Pharmaceutical company GlaxoSmithKline's headquarters in Brentford, west London. Photo: Ian Wilson/CC
Pharmaceutical company GlaxoSmithKline's headquarters in Brentford, west London. Photo: Ian Wilson/CC

Christine Asher

I recently contacted our GP to get a repeat prescription for my son’s eczema cream but was told this is no longer available on prescription, free for children. We will need to buy it over the counter.

My son has chronic eczema, triggered by several environmental allergens which, if not managed, can result in stubborn patches of damaged skin, vulnerable to infection. We will now need to pick up the cost of his treatment, even though we have been seen by a specialist paediatrician who advised we should apply emollient several times a day to prevent flare-ups.

The effect of the extra cost on our finances will be significant, but what option do we have except to pick up the bill? I asked if any help with costs was available and was told we could ask to be referred to a specialist dermatologist to prescribe the creams.

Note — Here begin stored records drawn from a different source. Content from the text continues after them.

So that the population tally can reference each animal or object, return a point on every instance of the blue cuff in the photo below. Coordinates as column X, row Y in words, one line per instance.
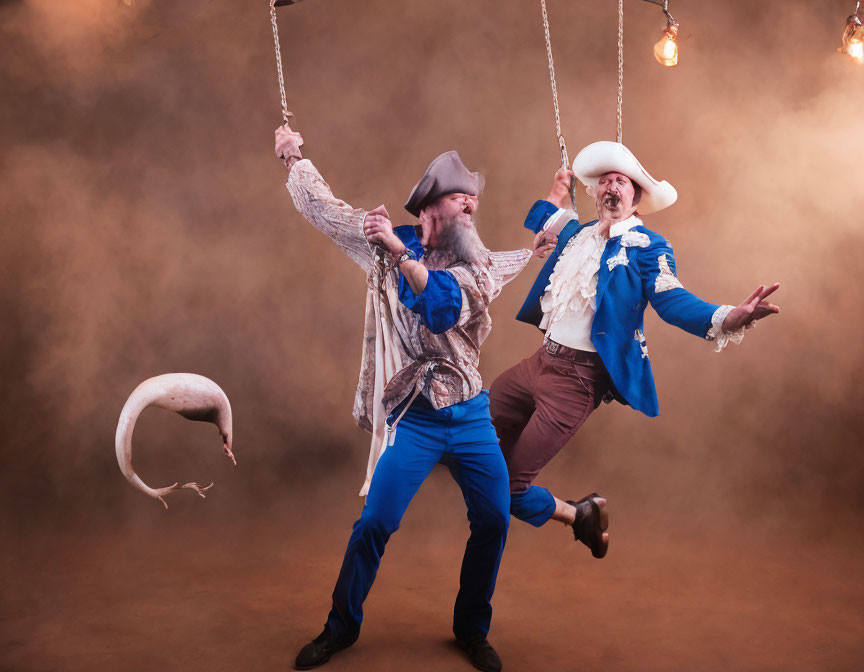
column 438, row 305
column 538, row 214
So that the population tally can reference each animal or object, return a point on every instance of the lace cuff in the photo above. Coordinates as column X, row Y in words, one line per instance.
column 558, row 219
column 723, row 338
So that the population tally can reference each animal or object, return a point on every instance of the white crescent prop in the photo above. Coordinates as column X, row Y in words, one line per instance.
column 192, row 396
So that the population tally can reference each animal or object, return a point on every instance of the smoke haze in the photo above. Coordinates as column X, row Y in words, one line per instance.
column 146, row 230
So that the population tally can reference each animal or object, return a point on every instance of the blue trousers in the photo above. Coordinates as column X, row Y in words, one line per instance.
column 462, row 438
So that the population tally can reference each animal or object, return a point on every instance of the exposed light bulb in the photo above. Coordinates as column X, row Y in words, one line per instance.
column 855, row 49
column 853, row 38
column 666, row 49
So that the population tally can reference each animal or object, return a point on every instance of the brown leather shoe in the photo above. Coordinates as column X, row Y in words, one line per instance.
column 591, row 522
column 481, row 654
column 319, row 650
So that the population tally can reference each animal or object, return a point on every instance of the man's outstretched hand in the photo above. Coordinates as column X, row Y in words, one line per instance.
column 753, row 308
column 544, row 243
column 288, row 144
column 379, row 230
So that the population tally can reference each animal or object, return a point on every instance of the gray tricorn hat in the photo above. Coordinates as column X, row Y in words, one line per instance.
column 445, row 175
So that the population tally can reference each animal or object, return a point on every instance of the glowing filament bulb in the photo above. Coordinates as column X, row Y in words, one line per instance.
column 855, row 49
column 853, row 39
column 666, row 49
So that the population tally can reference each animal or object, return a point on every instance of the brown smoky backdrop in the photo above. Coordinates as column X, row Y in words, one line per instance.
column 146, row 229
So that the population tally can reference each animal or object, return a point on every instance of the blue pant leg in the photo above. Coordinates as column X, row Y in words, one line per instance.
column 476, row 463
column 534, row 505
column 398, row 475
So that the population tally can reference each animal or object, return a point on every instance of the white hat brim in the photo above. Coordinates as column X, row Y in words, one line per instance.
column 603, row 157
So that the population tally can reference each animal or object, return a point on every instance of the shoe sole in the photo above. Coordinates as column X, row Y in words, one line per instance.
column 598, row 506
column 601, row 523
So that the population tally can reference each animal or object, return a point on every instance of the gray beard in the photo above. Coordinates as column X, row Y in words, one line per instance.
column 458, row 236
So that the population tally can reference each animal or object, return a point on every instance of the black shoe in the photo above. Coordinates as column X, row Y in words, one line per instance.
column 318, row 651
column 482, row 655
column 591, row 522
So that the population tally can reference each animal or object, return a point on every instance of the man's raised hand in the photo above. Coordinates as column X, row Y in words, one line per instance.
column 544, row 244
column 288, row 144
column 560, row 192
column 379, row 230
column 753, row 308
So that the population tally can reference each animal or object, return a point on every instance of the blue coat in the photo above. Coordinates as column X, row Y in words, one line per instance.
column 624, row 288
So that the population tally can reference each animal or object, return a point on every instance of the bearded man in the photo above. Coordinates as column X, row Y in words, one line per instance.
column 420, row 393
column 589, row 300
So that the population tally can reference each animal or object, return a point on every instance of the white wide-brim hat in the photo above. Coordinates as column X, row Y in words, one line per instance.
column 603, row 157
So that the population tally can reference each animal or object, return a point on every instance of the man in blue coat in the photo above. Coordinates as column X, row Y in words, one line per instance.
column 589, row 300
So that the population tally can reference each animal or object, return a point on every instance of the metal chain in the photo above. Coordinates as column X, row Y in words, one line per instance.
column 286, row 115
column 565, row 162
column 620, row 69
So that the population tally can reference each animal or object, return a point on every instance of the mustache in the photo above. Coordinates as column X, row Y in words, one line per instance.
column 612, row 200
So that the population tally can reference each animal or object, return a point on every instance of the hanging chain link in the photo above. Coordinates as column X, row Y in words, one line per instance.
column 286, row 115
column 565, row 160
column 620, row 70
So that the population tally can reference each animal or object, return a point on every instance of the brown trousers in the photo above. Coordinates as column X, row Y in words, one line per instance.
column 539, row 404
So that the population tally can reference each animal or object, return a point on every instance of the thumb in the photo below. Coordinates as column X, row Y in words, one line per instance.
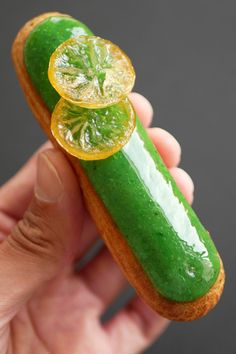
column 42, row 242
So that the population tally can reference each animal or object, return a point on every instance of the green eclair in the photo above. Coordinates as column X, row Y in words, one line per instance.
column 165, row 238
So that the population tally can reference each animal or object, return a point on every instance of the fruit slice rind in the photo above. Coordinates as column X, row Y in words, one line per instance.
column 92, row 134
column 91, row 72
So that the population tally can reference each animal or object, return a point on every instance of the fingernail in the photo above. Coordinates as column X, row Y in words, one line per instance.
column 48, row 187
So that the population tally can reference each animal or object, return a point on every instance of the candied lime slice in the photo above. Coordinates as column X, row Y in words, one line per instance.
column 91, row 72
column 92, row 134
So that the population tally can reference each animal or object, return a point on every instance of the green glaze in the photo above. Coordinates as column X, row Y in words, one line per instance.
column 166, row 236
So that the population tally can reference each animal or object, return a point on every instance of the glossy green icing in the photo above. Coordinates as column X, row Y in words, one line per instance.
column 166, row 236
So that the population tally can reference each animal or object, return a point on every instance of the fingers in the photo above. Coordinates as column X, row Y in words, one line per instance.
column 167, row 146
column 184, row 182
column 44, row 240
column 142, row 107
column 20, row 188
column 138, row 319
column 103, row 270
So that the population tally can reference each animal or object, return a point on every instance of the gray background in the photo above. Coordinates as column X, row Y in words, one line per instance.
column 184, row 53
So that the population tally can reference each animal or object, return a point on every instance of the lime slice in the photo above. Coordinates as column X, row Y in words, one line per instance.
column 91, row 72
column 92, row 134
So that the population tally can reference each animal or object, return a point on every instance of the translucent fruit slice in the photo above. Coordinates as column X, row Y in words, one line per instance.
column 91, row 72
column 92, row 134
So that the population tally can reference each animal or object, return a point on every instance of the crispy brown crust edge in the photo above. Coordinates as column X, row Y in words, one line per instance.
column 178, row 311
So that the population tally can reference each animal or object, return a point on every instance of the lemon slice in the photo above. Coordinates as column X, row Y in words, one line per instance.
column 92, row 134
column 91, row 72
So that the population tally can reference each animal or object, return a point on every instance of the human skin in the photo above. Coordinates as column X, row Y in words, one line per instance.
column 45, row 305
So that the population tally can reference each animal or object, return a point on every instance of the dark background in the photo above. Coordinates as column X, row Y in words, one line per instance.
column 184, row 53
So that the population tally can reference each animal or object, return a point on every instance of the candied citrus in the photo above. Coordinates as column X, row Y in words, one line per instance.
column 91, row 72
column 92, row 134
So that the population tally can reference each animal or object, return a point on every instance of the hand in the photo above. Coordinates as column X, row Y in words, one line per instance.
column 45, row 306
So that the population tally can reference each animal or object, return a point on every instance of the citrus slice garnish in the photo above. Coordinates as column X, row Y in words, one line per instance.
column 91, row 72
column 92, row 134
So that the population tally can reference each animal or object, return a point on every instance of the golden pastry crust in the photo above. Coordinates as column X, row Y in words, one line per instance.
column 178, row 311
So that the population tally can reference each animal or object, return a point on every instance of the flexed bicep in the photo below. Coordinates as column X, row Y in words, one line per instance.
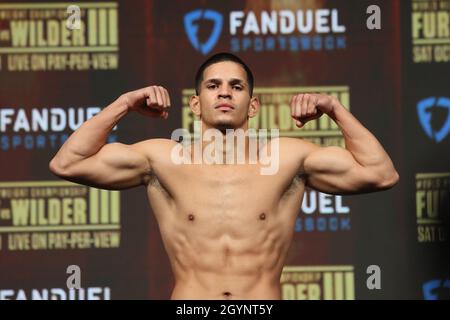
column 115, row 166
column 334, row 170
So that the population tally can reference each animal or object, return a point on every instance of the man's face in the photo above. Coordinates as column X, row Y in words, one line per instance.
column 224, row 98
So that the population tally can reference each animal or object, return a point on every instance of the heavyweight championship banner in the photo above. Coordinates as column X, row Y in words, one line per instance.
column 62, row 62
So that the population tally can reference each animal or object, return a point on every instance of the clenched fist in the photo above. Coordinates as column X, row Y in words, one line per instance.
column 153, row 101
column 309, row 106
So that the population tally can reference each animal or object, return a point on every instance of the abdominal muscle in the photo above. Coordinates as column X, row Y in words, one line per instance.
column 239, row 262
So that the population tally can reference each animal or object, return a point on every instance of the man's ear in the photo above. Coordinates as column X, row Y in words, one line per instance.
column 254, row 107
column 194, row 104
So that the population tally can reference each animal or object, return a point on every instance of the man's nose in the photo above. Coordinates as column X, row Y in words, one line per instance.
column 225, row 92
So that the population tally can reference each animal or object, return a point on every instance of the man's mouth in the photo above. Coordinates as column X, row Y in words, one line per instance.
column 224, row 107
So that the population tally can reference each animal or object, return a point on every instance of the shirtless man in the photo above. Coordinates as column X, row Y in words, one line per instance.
column 226, row 228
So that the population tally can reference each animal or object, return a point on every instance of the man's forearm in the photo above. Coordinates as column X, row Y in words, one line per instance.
column 91, row 136
column 360, row 142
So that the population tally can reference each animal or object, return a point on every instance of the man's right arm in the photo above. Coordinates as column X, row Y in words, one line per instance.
column 86, row 158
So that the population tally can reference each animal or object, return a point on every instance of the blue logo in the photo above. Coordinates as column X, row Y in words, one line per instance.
column 191, row 27
column 434, row 289
column 424, row 111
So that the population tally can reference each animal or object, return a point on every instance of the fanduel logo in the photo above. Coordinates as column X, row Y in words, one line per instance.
column 191, row 27
column 424, row 111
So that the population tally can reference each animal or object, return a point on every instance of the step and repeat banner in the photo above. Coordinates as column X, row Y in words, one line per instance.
column 62, row 62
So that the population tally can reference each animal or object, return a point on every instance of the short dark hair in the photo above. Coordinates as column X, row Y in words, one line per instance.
column 219, row 57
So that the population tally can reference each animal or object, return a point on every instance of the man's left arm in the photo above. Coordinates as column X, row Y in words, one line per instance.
column 363, row 166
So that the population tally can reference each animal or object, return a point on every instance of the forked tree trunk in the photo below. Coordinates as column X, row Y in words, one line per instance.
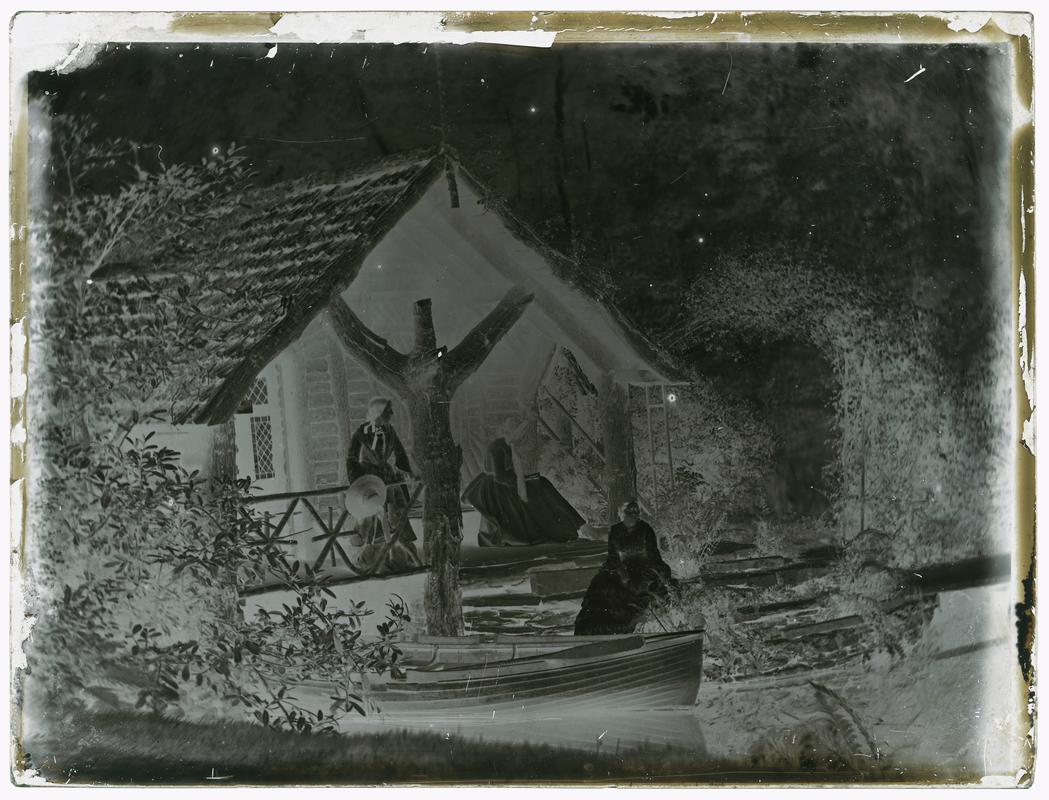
column 426, row 380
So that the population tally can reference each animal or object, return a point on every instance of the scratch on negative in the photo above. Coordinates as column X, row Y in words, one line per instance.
column 920, row 70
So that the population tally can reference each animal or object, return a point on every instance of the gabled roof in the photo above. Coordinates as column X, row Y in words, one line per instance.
column 275, row 256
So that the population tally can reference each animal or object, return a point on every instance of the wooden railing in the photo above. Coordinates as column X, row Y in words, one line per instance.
column 273, row 527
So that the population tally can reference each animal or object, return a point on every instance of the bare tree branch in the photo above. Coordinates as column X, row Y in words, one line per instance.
column 470, row 353
column 385, row 363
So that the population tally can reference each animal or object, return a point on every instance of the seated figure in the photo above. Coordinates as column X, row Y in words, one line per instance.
column 633, row 574
column 519, row 506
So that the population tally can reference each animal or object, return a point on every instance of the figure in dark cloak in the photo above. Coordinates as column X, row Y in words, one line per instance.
column 372, row 448
column 517, row 504
column 633, row 574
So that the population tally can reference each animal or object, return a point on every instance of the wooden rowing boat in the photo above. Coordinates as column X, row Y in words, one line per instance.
column 464, row 676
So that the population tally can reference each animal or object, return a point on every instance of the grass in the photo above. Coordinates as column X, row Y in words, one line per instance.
column 116, row 750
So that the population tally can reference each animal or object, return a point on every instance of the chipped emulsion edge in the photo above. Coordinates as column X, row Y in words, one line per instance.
column 66, row 42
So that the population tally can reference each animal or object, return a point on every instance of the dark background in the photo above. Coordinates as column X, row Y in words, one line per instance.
column 648, row 165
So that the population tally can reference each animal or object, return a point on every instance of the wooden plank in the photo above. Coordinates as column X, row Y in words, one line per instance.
column 568, row 581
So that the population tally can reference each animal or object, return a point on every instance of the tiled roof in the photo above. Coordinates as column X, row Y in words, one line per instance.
column 268, row 261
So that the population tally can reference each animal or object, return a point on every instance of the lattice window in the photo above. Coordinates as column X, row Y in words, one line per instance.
column 262, row 447
column 259, row 395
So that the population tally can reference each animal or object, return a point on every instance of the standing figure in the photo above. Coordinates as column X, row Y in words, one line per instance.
column 372, row 448
column 633, row 574
column 518, row 505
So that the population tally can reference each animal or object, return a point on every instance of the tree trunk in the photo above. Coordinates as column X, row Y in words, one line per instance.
column 440, row 460
column 426, row 380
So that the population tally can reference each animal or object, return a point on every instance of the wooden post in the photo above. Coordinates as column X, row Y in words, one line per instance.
column 617, row 430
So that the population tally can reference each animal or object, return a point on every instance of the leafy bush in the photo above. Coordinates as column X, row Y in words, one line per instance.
column 133, row 562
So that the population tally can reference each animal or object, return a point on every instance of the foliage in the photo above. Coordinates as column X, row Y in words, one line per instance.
column 718, row 454
column 133, row 560
column 920, row 447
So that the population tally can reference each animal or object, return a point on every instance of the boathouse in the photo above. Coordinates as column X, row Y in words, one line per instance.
column 275, row 395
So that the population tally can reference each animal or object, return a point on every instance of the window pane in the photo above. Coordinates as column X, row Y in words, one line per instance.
column 262, row 447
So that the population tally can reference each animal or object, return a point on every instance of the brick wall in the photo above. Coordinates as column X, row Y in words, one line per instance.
column 326, row 451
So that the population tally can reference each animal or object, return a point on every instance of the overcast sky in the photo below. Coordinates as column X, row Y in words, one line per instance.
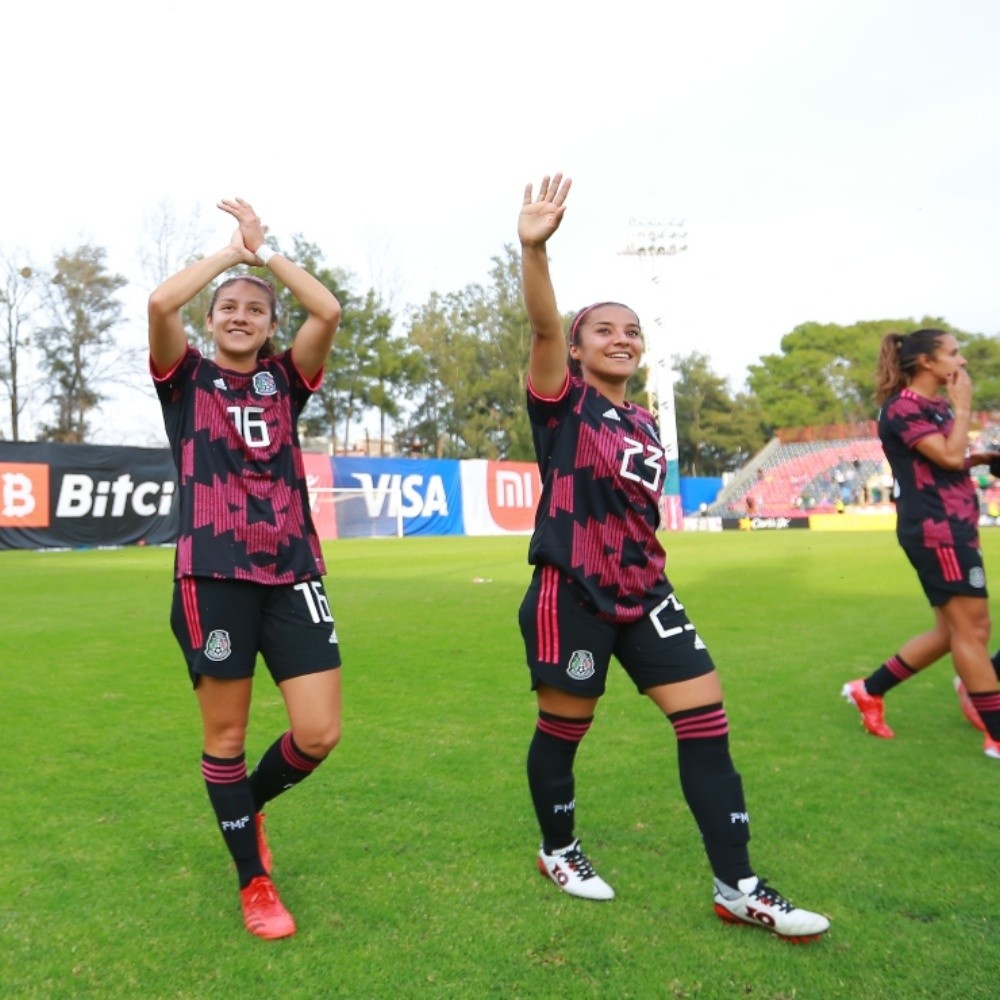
column 830, row 160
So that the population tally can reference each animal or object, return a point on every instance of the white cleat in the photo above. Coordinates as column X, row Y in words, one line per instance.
column 572, row 871
column 756, row 903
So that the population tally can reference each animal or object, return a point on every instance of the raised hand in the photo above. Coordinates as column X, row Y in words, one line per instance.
column 959, row 388
column 251, row 232
column 540, row 217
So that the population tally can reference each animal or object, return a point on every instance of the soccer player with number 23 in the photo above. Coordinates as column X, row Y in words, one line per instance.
column 598, row 590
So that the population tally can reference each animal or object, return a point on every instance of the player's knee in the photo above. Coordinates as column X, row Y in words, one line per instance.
column 319, row 742
column 226, row 741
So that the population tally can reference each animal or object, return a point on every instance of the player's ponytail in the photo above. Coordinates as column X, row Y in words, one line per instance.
column 897, row 359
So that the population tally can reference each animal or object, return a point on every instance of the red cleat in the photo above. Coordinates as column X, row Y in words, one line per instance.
column 968, row 709
column 263, row 912
column 871, row 708
column 262, row 847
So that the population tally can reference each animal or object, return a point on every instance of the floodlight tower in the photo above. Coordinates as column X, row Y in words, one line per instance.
column 654, row 241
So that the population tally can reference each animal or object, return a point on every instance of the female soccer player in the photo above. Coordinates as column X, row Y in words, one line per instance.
column 925, row 437
column 248, row 570
column 598, row 590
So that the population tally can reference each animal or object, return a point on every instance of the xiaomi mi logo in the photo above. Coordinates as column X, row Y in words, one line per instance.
column 513, row 489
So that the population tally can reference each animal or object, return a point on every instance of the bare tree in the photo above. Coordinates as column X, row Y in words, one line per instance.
column 15, row 305
column 79, row 353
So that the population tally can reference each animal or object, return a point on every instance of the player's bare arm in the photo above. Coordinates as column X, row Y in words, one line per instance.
column 539, row 218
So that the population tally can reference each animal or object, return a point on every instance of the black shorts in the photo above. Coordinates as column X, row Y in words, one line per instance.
column 946, row 571
column 222, row 625
column 569, row 647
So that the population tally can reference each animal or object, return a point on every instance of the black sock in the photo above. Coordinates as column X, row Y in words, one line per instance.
column 229, row 793
column 894, row 671
column 988, row 707
column 550, row 776
column 282, row 766
column 713, row 790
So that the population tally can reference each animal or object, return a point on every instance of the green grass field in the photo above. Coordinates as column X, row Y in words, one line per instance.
column 408, row 858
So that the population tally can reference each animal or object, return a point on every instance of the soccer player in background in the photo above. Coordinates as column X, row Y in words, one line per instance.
column 248, row 567
column 598, row 590
column 925, row 437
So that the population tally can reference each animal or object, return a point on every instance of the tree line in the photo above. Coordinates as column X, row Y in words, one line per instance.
column 446, row 379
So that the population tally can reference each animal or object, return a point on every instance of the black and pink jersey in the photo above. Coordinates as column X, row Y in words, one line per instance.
column 244, row 507
column 934, row 506
column 602, row 468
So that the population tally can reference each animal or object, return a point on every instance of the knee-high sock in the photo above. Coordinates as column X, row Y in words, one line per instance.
column 713, row 789
column 550, row 776
column 894, row 671
column 282, row 766
column 231, row 798
column 988, row 707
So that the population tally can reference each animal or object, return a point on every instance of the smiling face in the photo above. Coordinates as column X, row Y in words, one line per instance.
column 608, row 344
column 241, row 320
column 946, row 360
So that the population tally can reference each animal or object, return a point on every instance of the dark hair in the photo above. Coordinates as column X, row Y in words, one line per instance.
column 267, row 349
column 898, row 356
column 577, row 321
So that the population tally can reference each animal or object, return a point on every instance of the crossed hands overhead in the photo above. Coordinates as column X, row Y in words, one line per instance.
column 249, row 237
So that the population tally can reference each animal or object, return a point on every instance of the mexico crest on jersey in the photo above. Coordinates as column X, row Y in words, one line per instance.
column 264, row 384
column 218, row 645
column 581, row 665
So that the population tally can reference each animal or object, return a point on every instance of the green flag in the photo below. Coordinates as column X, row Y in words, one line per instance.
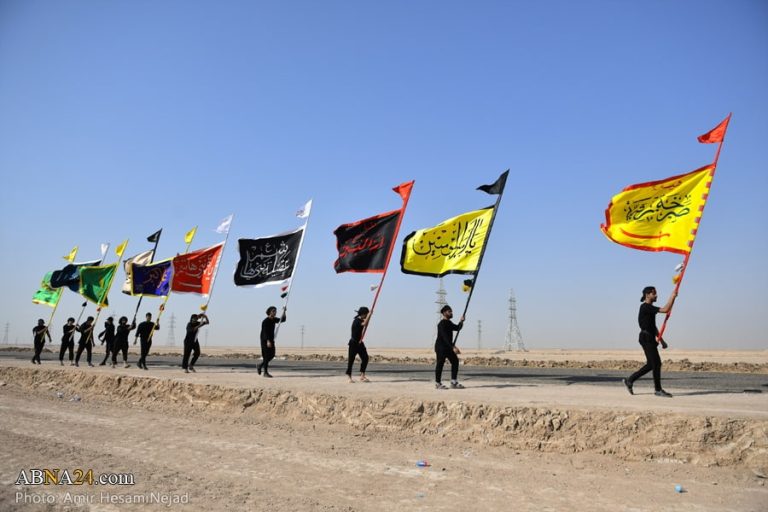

The NHS was founded on the principle that all medical care would be free at the point of use, for everyone, including for all prescriptions plus dental and eye care. It meant an end to working-class families having to chose between medical care or a roof over their heads. With the NHS in the state it is, increasingly people are being faced with those types of impossible decisions.

Too expensive

How many people skip dental and eye check-ups because of the cost? One NHS survey found 372,000 people haven’t had a dentist appointment in the last two years because it is too expensive.

We know there is a funding crisis in the NHS. The NHS bosses’ solution is making more people pay for services and cutting the numbers of treatments and medicines available. But it’s a false economy.

An appointment we don’t need with a specialist dermatologist is surely a waste of resources. So is cutting preventative treatments. Not long ago, our son was hospitalised for an unknown infection which could well have been related to his skin. Hospital admission can cost anywhere between £345 and £2,349 a day!

Pharmaceutical companies are known to inflate prices when selling to the NHS, which means sometimes treatments are more expensive to the NHS than if bought over the counter. The solution is nationalising these big pharmaceutical companies, bringing them into the NHS, so they don’t rip off the health service anymore – not passing the costs on to already struggling families.